My hair literally just soaks up whatever I put in it, so it often looks and feels dry. And I drink plenty of water and watch what I eat (well, most of the time). My ends often look scraggly. I can never really think of what to do with it; I have a very limited repertoire of hairstyles. As creative as I am when it comes to writing books, none of that translates to hair styling (probably a good thing I didn't continue with my cosmetology career, huh? Though natural hair wasn't nearly as big back then as it is now). Just about every time I try something new, it never works and I end up going back to my fallback afro-puff. But my biggest issue with my hair is, it just seems like it WON'T FREAKIN' GROW! (Or it just seems like it isn't). This can be incredibly, incredibly frustrating to someone who actually wants their hair to get longer.

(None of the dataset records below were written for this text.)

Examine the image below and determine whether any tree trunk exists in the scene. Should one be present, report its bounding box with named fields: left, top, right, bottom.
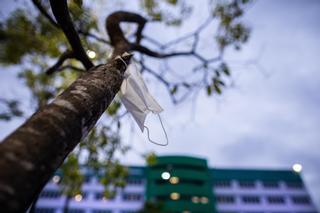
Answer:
left=63, top=195, right=71, bottom=213
left=0, top=54, right=132, bottom=212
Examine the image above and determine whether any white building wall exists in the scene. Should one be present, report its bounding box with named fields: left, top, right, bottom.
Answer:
left=213, top=180, right=317, bottom=213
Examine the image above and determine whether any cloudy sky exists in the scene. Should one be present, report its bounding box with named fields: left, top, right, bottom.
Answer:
left=0, top=0, right=320, bottom=210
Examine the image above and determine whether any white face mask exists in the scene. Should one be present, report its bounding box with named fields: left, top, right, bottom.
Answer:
left=120, top=58, right=168, bottom=146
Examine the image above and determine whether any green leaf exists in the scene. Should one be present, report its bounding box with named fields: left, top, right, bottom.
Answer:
left=170, top=85, right=178, bottom=95
left=213, top=84, right=222, bottom=95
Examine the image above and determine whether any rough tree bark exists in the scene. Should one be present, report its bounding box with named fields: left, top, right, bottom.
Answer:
left=0, top=0, right=216, bottom=212
left=0, top=54, right=131, bottom=212
left=0, top=0, right=141, bottom=212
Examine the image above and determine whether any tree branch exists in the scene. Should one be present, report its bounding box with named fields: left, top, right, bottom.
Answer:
left=50, top=0, right=94, bottom=70
left=46, top=50, right=74, bottom=75
left=32, top=0, right=60, bottom=29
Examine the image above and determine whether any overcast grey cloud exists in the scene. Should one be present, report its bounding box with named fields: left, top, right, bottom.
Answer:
left=0, top=0, right=320, bottom=210
left=118, top=0, right=320, bottom=206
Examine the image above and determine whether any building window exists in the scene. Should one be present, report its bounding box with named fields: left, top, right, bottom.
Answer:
left=40, top=190, right=61, bottom=199
left=122, top=193, right=142, bottom=201
left=267, top=196, right=285, bottom=204
left=34, top=208, right=55, bottom=213
left=262, top=182, right=279, bottom=189
left=214, top=180, right=231, bottom=188
left=216, top=195, right=235, bottom=203
left=92, top=209, right=112, bottom=213
left=286, top=182, right=303, bottom=189
left=68, top=208, right=85, bottom=213
left=94, top=192, right=114, bottom=200
left=127, top=178, right=142, bottom=185
left=239, top=181, right=255, bottom=188
left=291, top=196, right=311, bottom=205
left=242, top=196, right=260, bottom=204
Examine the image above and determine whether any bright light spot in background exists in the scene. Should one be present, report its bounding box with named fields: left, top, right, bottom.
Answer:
left=169, top=177, right=179, bottom=184
left=52, top=175, right=60, bottom=183
left=87, top=50, right=97, bottom=59
left=191, top=196, right=199, bottom=203
left=201, top=197, right=209, bottom=204
left=74, top=194, right=82, bottom=202
left=170, top=192, right=180, bottom=200
left=292, top=163, right=302, bottom=172
left=161, top=172, right=171, bottom=180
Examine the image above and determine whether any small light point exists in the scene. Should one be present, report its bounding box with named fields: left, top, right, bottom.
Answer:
left=87, top=50, right=97, bottom=59
left=292, top=163, right=302, bottom=173
left=161, top=172, right=171, bottom=180
left=74, top=194, right=82, bottom=202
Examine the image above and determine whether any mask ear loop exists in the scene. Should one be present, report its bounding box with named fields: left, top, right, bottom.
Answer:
left=117, top=56, right=169, bottom=146
left=144, top=113, right=169, bottom=146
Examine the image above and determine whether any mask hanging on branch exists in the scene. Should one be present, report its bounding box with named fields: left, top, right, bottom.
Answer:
left=119, top=57, right=168, bottom=146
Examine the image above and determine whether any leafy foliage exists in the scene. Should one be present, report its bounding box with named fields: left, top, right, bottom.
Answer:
left=0, top=0, right=250, bottom=205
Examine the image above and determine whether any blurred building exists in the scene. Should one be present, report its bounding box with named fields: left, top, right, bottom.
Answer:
left=36, top=156, right=317, bottom=213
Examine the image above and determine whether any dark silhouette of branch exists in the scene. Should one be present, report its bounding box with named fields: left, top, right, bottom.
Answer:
left=32, top=0, right=60, bottom=28
left=57, top=64, right=86, bottom=72
left=50, top=0, right=94, bottom=70
left=106, top=11, right=147, bottom=58
left=46, top=50, right=75, bottom=75
left=78, top=30, right=110, bottom=45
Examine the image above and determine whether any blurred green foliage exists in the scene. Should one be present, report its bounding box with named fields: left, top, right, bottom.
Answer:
left=0, top=0, right=251, bottom=206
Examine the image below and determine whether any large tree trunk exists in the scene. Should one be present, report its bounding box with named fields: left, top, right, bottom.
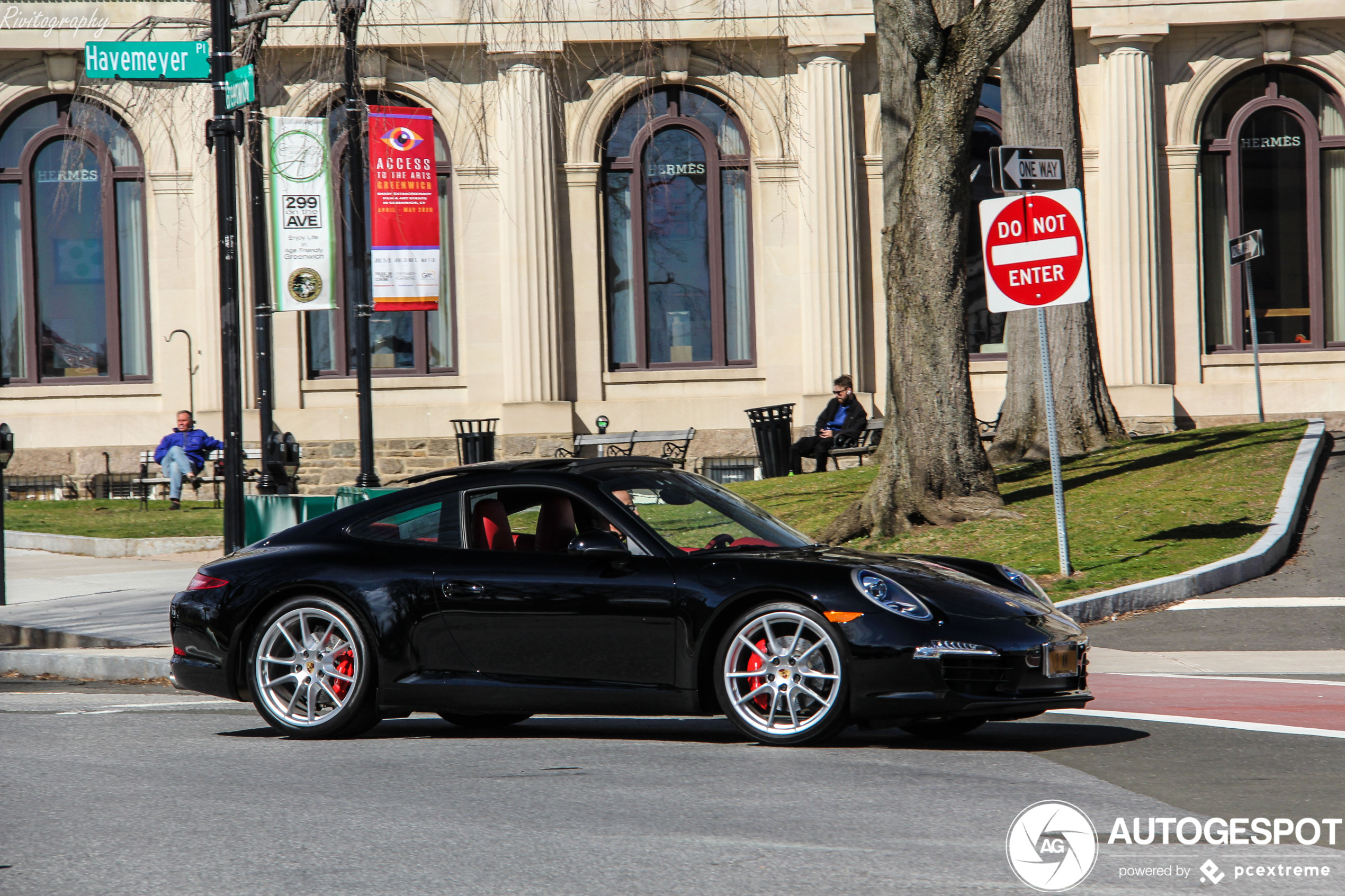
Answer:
left=990, top=0, right=1126, bottom=464
left=823, top=0, right=1041, bottom=542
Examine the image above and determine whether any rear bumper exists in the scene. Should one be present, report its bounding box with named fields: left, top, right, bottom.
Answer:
left=169, top=657, right=238, bottom=700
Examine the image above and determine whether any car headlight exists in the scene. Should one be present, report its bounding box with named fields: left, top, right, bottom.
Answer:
left=996, top=563, right=1056, bottom=612
left=916, top=641, right=999, bottom=659
left=851, top=569, right=934, bottom=621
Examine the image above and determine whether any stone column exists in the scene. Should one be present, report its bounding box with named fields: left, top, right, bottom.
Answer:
left=1091, top=25, right=1168, bottom=387
left=495, top=52, right=562, bottom=405
left=790, top=37, right=864, bottom=395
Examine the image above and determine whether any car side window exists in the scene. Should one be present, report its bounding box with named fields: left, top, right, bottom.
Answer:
left=467, top=486, right=644, bottom=554
left=349, top=493, right=463, bottom=548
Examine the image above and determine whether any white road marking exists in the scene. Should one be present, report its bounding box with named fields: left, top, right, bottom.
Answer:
left=1046, top=709, right=1345, bottom=739
left=1096, top=672, right=1345, bottom=688
left=1168, top=598, right=1345, bottom=610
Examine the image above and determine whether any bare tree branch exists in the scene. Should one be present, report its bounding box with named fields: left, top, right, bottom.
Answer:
left=234, top=0, right=304, bottom=25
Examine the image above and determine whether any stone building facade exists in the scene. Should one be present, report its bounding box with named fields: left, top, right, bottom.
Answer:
left=0, top=0, right=1345, bottom=490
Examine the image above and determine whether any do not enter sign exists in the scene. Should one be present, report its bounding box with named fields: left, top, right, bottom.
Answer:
left=981, top=189, right=1091, bottom=312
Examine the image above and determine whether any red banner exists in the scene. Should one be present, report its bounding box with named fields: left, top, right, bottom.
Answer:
left=369, top=106, right=440, bottom=312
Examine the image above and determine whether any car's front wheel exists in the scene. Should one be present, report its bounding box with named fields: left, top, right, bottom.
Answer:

So...back to why I'm so frustrated on this particular evening. I had wanted some more kinky twists last week but wasn't able to get them. I had been watching several YT videos on doing your own twists and figured, hey, this doesn't look so difficult...I have four packs of hair in my trunk...I'll try it! If I manage to pull it off, it will save me a ton of money 'cause I'll be able to put them in whenever I want to and it'll only cost me about twenty bucks (as opposed to the hundred that I usually pay). Well, I wanted to wash and deep condition my hair first, but that got scratched when it was after nine by the time I finished working out and cooking dinner. So I opted to just blow it out first instead, which is something I never do. Not good. Then I began trying to practice the technique I had seen on the multiple videos I had watched. I managed to get one twist done, though I had to redo it 'cause half of it looked like crap. I tried it again a couple more times and then threw the hair down in frustration. I didn't expect to get it perfectly right on the first try, but I figured my cosmetology background would kick in and I'd get the hang of it after a couple of tries. Well, I didn't. I ended up just putting it in four big two-strand twists and banding it, like I usually do. Ho-hum.

Sooo....there it is. I hate my hair right now. And I felt the need to sit up for an hour blogging about it.